Judith Hurwitz and I had a fairly long conversation about this and we’re blogging it almost simultaneously, (Click here to read Judith’s Blog). Much of what follows is an elaboration of that conversation:
Microsoft’s previous largest acquisition was aQuantive (for $6 billion) about 8 months ago, which resulted in aQuantive’s CEO Brian McAndrews being put in charge of a new Microsoft business group; the Advertiser and Publisher Solutions group. aQuantive was the Internet advertising company that Microsoft snatched up in the wake of Google’s acquisition of Double-Click. Microsoft paid a premium for aQuantive too, an 85% premium.
Microsoft doesn’t normally do large acquisitions, it impossible to know whether it has a talent for making them work. Maybe so, maybe not.
If you add the aQuantive acquisition to the Yahoo! acquisition, then Microsoft just got to be one of the only two giant advertising platforms on the Internet – for a price of $50 billion. The Internet advertising market itself only generates $40 billion per year.
But that’s how serious Microsoft takes Google as a competitor. Having failed to compete using just its technology assets, it’s now trying to buy its way into a competitive position. The challenges that Microsoft faces with the Yahoo! acquisition are:
- Yahoo! was in decline and so was Microsoft’s Internet business. Microsoft doesn’t just have to integrate them both, it also has to remove the cause of failure from both. Does it know why both companies continue to lose to Google?
- Integrating Yahoo! will take years. There are overlapping capabilities; search, advertising, free email, news reporting, maps and so on. The positive side of this is the opportunity to save costs, but integrating these capabilities without losing traffic will be difficult.
- As an ISP Yahoo! has a completely different technology base. It uses FreeBSD, Apache, PHP and MySQL for most of its operations. (The inventor of PHP actually works for Yahoo!) It’s pretty much a not-invented-in-Redmond company.
- And that means there will be a cultural clash to overcome. This will take place at many levels.
- Yahoo! has no big technology contribution to make to Microsoft. One of Google’s business advantages is its server farm technology, which it builds in-house. It delivers best-in-the-industry price performance for all Google’s operations. Yahoo! has no equivalent. The technology problem still needs to be solved.
- Yahoo! delivers Microsoft an increased share of the search market (according to December 2007 figures from comScore, Yahoo! has 23%, Microsoft has 10% and Google has 58%). Put Yahoo! together with Microsoft and you still don’t get into striking distance of Google. Something else is required to catch up with Google.
- What will Microsoft do with the Yahoo! brand?
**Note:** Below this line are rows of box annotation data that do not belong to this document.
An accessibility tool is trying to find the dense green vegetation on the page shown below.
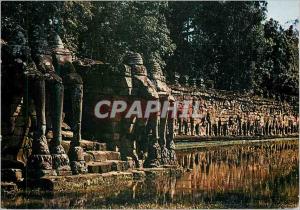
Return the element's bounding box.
[1,1,299,101]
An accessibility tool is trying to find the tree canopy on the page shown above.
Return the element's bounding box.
[1,1,299,101]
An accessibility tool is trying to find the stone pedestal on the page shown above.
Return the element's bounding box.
[25,136,56,178]
[51,145,72,176]
[69,145,87,174]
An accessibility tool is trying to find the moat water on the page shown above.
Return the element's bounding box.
[1,140,299,208]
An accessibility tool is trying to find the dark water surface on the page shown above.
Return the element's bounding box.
[1,140,299,208]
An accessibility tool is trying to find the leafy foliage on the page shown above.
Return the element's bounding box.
[1,1,299,99]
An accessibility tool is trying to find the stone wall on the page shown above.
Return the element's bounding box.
[171,85,299,136]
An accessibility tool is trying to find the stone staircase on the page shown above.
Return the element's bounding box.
[62,140,134,173]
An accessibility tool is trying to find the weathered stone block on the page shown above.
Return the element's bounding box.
[1,168,22,182]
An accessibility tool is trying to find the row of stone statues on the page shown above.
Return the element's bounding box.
[1,24,176,177]
[121,52,176,167]
[2,24,86,176]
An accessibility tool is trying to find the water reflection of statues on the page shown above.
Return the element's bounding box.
[124,52,161,167]
[150,61,176,164]
[28,25,70,174]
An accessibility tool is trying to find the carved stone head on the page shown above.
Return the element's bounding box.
[124,52,144,66]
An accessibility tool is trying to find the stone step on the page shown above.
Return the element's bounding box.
[84,151,121,162]
[1,168,23,182]
[87,160,130,173]
[62,140,107,153]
The last challenge may be the greatest challenge of all (Judith Hurwitz clearly thinks so). If Microsoft simply rebrands everything as Microsoft Live or even rebrands under Microsoft colors, it will lose traffic. I have no doubt of that. My personal opinion is that it would be far better to move in the opposite direction and put the Microsoft Internet assets under the Yahoo! brand. Bu t I think Microsoft would find that hard to do.
In response to the news, Yahoo! shares shot up 45%, Microsoft shares fell 6.2% and Google dropped 9.5%. Clearly the market believes this is bad news for Google. I think that it’s far too early to tell.